Disseminated microvascular pulmonary tumor embolism usually has a fulminant course, ¹ as illustrated by our two clinical cases. In this condition, pulmonary capillaries are obstructed by tumor cells. Secondary thrombosis of larger arteries as well as myointimal hyperplasia contribute to the resulting PH. ² These irreversible changes lead to increased pulmonary vascular resistance and right heart failure. For the two patients whose cases are presented herein, most emboli seen on postmortem examination consisted of tumor cells, either isolated or in small clusters of 1–3 cells blocked in numerous alveolar capillaries. The overall tumoral circulating mass was thus important and involved all five lobes homogenously. Secondary arteriolar remodeling was present but played a limited role in vascular volume occlusion.

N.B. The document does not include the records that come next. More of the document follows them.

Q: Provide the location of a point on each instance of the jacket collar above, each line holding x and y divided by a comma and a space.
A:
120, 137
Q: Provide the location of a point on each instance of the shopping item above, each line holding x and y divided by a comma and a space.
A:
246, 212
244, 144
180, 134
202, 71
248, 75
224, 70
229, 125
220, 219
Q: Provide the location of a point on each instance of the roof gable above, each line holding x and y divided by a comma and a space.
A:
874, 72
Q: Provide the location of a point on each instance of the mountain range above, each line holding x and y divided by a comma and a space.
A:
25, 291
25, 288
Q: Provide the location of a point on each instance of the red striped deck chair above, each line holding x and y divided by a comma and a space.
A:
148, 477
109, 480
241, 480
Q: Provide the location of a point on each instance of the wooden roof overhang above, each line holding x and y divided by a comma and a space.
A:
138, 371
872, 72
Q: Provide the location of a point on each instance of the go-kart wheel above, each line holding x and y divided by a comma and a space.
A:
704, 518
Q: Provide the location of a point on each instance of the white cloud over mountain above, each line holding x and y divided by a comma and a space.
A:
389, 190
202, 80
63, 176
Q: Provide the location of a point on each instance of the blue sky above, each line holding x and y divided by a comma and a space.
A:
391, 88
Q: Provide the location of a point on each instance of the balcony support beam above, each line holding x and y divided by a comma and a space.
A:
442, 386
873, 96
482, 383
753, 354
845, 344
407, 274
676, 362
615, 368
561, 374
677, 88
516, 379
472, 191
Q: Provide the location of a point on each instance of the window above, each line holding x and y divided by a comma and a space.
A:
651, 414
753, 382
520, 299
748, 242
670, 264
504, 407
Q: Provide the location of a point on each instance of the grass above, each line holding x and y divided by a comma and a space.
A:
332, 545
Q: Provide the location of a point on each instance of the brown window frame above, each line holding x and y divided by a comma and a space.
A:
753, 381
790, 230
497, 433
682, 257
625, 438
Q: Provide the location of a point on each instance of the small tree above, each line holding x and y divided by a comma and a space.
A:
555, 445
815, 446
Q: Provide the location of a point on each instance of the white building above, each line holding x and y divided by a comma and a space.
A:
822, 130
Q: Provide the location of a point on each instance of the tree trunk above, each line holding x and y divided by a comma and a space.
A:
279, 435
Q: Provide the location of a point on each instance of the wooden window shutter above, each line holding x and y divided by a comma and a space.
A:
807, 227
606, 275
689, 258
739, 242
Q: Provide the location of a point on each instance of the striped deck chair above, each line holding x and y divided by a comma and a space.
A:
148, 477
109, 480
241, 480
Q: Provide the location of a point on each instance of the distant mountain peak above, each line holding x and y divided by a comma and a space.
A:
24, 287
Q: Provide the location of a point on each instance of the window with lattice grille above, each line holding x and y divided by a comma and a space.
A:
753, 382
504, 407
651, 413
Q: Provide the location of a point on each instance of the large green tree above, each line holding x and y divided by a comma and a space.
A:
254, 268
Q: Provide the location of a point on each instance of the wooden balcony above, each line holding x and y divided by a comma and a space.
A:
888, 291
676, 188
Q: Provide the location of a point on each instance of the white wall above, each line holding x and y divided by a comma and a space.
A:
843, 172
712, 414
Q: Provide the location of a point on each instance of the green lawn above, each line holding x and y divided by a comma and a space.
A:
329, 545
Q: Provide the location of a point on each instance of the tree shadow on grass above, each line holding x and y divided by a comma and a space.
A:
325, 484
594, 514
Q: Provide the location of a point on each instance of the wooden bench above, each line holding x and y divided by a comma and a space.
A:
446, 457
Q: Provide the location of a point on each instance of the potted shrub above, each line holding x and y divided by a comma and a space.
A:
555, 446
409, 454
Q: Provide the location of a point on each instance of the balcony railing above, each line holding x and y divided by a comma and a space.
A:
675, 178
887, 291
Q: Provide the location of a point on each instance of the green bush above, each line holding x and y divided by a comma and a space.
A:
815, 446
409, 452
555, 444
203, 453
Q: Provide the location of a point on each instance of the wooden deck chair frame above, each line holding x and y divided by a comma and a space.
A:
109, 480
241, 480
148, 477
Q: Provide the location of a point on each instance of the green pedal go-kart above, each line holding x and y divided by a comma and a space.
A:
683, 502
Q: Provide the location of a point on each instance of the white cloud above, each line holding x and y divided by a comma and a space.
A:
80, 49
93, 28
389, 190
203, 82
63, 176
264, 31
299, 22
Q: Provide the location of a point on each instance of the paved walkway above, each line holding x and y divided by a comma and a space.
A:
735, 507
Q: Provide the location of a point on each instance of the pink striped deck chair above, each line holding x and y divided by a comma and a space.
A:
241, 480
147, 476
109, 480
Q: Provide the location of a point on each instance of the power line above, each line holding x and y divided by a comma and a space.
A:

It is worth mentioning that many other mechanisms may promote the development of PH in patients with cancer, although none of these causes could be traced in our patients. First, cancer is a well recognized risk factor for chronic thromboembolic pulmonary hypertension. ³ Second, chemotherapy may induce PH, as illustrated by reports of severe precapillary PH induced by the tyrosine kinase inhibitor dasatinib ⁴ and of veno-occlusive diseases associated with various chemotherapy, including mitomycin, bleomycin, and carmustin as well as gemcitabine. ⁵ In addition, various chemotherapeutic agents, as well as radiation therapy, may elicit cardiotoxicity, resulting in left-heart dysfunction and postcapillary PH. ⁶ Also, pulmonary toxicity associated with various anticancer therapies can lead to altered lung function ⁷ and subsequent hypoxia-associated PH. Finally, mechanical compression of pulmonary vessels by metastatic hilar lymph node, which may increase pulmonary arterial pressure, has also been reported. ⁸

Disseminated pulmonary tumor embolism is a common autopsy finding in patients with cancer, but it is rarely diagnosed premortem. ² It should be suspected in a patient with cancer who has dyspnea, hypoxemia, and unexplained PH. ⁹ Our two cases should be a reminder for the reader that such disease might occur in any patient with controlled or uncontrolled neoplasia. Contrast-enhanced CT and pulmonary angiography are not helpful to detect microemboli, and their negative predictive value is low. Ventilation and perfusion scans might be of interest; however, they are typically difficult to perform for patients whose conditions are unstable.^10,11 Aspiration cytology of pulmonary arterial blood is invasive but may confirm the diagnosis in some cases. ¹²

Treatment possibilities for diffuse pulmonary vascular metastasis are extremely limited. Early initiation of targeted chemotherapy is the only therapeutic option. Although its efficiency remains very low, ¹³ favorable outcomes can be seen in highly chemosensitive tumors, such as choriocarcinoma or nephroblastoma. ¹⁴ In those cases, temporary cardiopulmonary support with extracorporeal membrane oxygenation may be discussed.